Laboratory of Cell Biology, National Heart, Lung, and Blood Institute,
National Institutes of Health, 9000 Rockville Pike, Bethesda, MD 20892, USA
*These authors contributed equally.
?To whom correspondence should be addressed: Building 50, Room 2517,
National Institutes of Health, Bethesda, MD 20892. Tel.: (301) 496-1616.
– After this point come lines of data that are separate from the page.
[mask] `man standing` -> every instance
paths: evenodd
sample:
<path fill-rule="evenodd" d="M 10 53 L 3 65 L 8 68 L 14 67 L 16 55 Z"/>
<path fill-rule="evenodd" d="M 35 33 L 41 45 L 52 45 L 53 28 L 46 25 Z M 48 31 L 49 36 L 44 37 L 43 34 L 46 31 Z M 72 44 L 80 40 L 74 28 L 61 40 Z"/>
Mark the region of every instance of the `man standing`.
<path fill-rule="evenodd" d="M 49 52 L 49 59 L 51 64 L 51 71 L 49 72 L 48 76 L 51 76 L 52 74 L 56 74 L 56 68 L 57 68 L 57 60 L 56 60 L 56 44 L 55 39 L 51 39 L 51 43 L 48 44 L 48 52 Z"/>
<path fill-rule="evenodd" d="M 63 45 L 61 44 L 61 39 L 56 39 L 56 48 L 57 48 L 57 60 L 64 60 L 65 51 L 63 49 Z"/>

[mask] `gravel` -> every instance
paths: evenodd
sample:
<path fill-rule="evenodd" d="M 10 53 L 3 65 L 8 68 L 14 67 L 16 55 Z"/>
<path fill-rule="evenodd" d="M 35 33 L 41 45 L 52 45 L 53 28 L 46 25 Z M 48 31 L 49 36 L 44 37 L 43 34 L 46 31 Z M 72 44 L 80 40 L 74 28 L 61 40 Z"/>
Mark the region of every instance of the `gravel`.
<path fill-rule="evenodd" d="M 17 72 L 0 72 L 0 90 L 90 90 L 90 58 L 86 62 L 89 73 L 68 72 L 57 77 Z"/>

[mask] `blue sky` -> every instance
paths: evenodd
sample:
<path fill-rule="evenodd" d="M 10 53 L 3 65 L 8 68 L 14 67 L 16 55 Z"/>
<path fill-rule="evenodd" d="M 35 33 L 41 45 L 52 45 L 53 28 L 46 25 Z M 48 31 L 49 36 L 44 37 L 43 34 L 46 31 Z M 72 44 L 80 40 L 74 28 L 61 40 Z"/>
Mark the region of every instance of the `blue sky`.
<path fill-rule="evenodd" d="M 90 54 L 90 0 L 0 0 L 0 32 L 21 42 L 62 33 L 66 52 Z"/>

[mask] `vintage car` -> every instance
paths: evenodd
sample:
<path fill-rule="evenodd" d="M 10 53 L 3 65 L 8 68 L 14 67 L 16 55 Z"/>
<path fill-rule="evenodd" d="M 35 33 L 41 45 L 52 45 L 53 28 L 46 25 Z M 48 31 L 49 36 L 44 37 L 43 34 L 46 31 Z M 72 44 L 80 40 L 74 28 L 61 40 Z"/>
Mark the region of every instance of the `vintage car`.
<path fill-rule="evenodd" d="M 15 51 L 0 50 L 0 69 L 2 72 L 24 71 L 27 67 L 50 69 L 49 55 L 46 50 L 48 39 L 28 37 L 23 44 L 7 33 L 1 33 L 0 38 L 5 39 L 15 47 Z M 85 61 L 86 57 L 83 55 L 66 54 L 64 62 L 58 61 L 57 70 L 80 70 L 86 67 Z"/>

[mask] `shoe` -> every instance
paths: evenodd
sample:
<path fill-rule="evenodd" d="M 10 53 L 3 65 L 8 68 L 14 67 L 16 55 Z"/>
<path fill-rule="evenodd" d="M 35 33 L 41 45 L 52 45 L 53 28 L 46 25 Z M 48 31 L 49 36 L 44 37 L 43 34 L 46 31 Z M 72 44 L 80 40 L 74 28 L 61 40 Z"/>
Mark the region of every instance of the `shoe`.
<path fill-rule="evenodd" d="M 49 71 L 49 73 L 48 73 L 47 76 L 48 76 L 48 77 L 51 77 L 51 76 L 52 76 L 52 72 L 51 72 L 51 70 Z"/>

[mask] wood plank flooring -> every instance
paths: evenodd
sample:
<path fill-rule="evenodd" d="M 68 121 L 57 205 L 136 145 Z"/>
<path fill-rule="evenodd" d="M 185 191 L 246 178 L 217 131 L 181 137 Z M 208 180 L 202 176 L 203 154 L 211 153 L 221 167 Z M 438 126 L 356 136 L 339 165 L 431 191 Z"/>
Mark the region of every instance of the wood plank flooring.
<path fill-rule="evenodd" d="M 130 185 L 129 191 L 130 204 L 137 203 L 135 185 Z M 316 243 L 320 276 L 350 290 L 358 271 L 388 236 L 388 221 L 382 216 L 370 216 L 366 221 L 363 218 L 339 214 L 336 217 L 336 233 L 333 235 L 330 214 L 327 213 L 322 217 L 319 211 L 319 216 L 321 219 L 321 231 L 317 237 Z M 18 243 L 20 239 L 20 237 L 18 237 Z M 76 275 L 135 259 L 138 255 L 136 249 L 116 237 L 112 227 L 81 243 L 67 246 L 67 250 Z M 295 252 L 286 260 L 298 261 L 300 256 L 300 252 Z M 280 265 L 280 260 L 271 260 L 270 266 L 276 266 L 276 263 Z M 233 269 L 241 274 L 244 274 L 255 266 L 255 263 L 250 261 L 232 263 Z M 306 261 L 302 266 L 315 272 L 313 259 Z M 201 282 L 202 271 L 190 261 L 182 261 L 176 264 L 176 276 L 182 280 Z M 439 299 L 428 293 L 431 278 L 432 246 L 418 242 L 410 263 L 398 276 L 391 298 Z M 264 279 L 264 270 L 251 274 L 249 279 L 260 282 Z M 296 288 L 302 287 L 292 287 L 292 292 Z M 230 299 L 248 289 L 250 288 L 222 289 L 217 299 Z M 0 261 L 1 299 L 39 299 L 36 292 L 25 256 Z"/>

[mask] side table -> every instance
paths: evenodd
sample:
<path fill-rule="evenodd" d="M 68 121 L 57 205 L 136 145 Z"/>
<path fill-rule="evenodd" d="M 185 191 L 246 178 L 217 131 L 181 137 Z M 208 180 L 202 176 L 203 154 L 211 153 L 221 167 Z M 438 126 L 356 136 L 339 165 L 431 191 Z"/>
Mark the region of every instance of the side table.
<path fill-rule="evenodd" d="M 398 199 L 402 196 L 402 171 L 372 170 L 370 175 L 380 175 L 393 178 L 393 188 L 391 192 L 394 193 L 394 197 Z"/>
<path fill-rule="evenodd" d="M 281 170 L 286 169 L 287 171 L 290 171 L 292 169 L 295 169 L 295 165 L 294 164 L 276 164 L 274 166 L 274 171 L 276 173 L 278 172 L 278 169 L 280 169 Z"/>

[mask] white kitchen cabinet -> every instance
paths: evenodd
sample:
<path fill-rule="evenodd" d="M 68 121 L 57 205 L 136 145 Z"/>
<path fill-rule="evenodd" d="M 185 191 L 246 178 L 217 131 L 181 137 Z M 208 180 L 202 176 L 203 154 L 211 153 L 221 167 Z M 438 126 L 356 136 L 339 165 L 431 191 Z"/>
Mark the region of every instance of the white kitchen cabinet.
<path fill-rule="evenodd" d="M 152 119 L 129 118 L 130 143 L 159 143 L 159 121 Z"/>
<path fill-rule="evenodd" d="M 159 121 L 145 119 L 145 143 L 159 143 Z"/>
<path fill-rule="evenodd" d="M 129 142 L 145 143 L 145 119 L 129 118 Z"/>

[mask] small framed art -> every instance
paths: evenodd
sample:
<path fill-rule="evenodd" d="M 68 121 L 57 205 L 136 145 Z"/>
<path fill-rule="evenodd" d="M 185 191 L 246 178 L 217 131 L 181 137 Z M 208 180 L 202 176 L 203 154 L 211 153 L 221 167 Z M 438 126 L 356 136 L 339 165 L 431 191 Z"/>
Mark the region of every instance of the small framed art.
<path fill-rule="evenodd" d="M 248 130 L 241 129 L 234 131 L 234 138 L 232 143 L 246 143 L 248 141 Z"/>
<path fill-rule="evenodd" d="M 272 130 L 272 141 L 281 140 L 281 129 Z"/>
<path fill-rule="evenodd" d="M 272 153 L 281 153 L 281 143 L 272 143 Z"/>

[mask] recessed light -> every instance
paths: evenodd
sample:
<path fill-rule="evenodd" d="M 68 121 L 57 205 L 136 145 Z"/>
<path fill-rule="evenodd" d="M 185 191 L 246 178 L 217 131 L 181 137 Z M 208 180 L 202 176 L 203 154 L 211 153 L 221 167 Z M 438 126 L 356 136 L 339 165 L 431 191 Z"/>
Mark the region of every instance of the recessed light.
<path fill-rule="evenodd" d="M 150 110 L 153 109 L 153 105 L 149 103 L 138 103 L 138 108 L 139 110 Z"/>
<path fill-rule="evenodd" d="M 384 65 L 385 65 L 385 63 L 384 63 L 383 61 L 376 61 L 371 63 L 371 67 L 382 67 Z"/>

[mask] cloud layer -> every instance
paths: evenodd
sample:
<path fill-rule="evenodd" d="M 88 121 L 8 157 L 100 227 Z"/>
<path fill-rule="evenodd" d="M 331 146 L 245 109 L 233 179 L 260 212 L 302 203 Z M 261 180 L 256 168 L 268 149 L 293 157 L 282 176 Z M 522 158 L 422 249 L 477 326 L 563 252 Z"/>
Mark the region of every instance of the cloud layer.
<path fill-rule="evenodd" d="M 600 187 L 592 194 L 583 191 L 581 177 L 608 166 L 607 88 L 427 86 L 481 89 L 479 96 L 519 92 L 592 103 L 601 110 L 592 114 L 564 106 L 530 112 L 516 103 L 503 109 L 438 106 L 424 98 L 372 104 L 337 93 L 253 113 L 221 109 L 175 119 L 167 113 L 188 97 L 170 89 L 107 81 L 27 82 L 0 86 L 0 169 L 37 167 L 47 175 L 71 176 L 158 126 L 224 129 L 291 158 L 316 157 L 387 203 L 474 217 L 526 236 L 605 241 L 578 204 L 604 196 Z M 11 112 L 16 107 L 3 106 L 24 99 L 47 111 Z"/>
Fax: (301) 402-1519. E-mail: edk@nih.gov <mailto:edk@nih.gov>
Pro. Natl. Acad. Sci. USA in press
ABSTRACT
How myosin II localizes to the cleavage furrow of dividing cells is largely
unknown. We show here that a 283-residue protein, AD1, corresponding to the
assembly domain in the tail of Dictyostelium myosin II assembles into
bundles of long tubules when expressed in myosin II-null cells and localizes
to the cleavage furrow of dividing cells. AD1 mutants that do not
polymerize in vitro do not go to the cleavage furrow in vivo. An
assembly-competent polypeptide corresponding to the C-terminal 256 residues
of Acanthamoeba myosin II also goes to the cleavage furrow of Dictyostelium
myosin II-null cells. When over-expressed in wild-type cells, AD1
co-localizes with endogenous myosin II (possibly as a co-polymer) in
interphase, motile and dividing cells and under caps of concanavalin A
receptors but has no effect on myosin II-dependent functions. These results
suggest that neither a specific sequence, other than that required for
polymerization, nor interaction with other proteins is required for
localization of myosin II to the cleavage furrow.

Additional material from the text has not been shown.